Enabling role

To the editor:

The following facts are largely uncontroverted:

1. Administration officials have massively eavesdropped on American citizens without warrants.

2. Their spying criminally violates the Foreign Intelligence Surveillance Act of 1978.

3. Administration lawyers don’t deny that, but they claim President Bush is above the law because of the struggle against terrorism. (Bush says the struggle may never end.)

4. Nearly all independent lawyers disagree.

5. Bush said warrantless spying was illegal and he wasn’t doing it. Later he admitted he had.

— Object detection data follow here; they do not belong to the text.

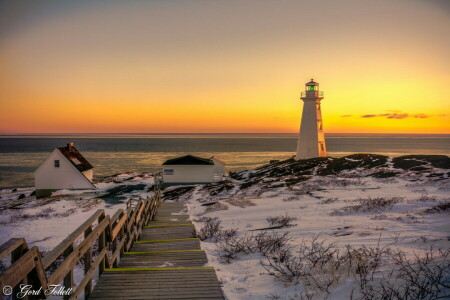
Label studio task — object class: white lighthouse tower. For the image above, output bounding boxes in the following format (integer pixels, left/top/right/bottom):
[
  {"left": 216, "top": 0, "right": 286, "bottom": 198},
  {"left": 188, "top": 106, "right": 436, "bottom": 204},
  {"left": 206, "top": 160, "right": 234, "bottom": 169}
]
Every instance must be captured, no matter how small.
[{"left": 295, "top": 79, "right": 327, "bottom": 160}]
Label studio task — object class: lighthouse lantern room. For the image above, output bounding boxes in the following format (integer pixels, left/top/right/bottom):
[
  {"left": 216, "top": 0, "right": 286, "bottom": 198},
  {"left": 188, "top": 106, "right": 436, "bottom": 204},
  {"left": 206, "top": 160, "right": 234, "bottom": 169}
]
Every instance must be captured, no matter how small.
[{"left": 295, "top": 79, "right": 327, "bottom": 160}]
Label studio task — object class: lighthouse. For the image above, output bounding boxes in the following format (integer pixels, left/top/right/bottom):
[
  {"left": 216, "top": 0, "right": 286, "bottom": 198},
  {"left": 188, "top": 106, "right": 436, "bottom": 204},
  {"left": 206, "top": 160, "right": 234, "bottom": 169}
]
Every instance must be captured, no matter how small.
[{"left": 295, "top": 79, "right": 327, "bottom": 160}]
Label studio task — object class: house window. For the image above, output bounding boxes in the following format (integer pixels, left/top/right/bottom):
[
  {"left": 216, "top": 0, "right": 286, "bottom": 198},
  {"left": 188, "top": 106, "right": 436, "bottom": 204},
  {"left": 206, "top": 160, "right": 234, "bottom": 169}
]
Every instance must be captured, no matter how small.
[{"left": 164, "top": 169, "right": 174, "bottom": 175}]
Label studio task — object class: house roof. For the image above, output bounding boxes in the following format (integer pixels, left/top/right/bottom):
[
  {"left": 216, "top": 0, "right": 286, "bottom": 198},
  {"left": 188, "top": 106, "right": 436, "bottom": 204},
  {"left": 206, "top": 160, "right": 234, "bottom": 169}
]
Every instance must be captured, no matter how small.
[
  {"left": 163, "top": 155, "right": 214, "bottom": 166},
  {"left": 58, "top": 144, "right": 94, "bottom": 172},
  {"left": 210, "top": 156, "right": 226, "bottom": 165}
]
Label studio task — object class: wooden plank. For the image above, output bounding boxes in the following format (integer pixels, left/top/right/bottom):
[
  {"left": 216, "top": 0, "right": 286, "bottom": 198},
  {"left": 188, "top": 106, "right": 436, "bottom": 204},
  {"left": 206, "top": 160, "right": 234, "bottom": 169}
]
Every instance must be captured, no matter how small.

6. In 1976, President Nixon resigned to avoid impeachment for illegally spying on Americans and claiming he was above the law.

7. Congressional leaders aren’t planning to impeach Bush. They want to make what he did legal.

8. Congress recently confirmed Samuel Alito to the Supreme Court. Alito has argued that the president is above the law.

9. The Democrats lacked the courage to sustain a filibuster against Alito.

Now comes Sen. Pat Roberts, described by the New York Times as “doing the president’s dirty work.” Roberts claims (Feb. 24, Journal-World) the spying is:

l “not domestic” and “very limited.” (News reports estimate tens or hundreds of thousands of Americans were spied on.)

l based on “probable cause.” (News reports without exception say the opposite. Roberts is preventing a Senate investigation.)

l “necessary and effective.” (News reports say the FBI interrupted more effective work to check out several thousand low-value illegally obtained leads.)

In short, we seem to be replacing constitutional checks and balances with an executive dictatorship – with Roberts as enabler.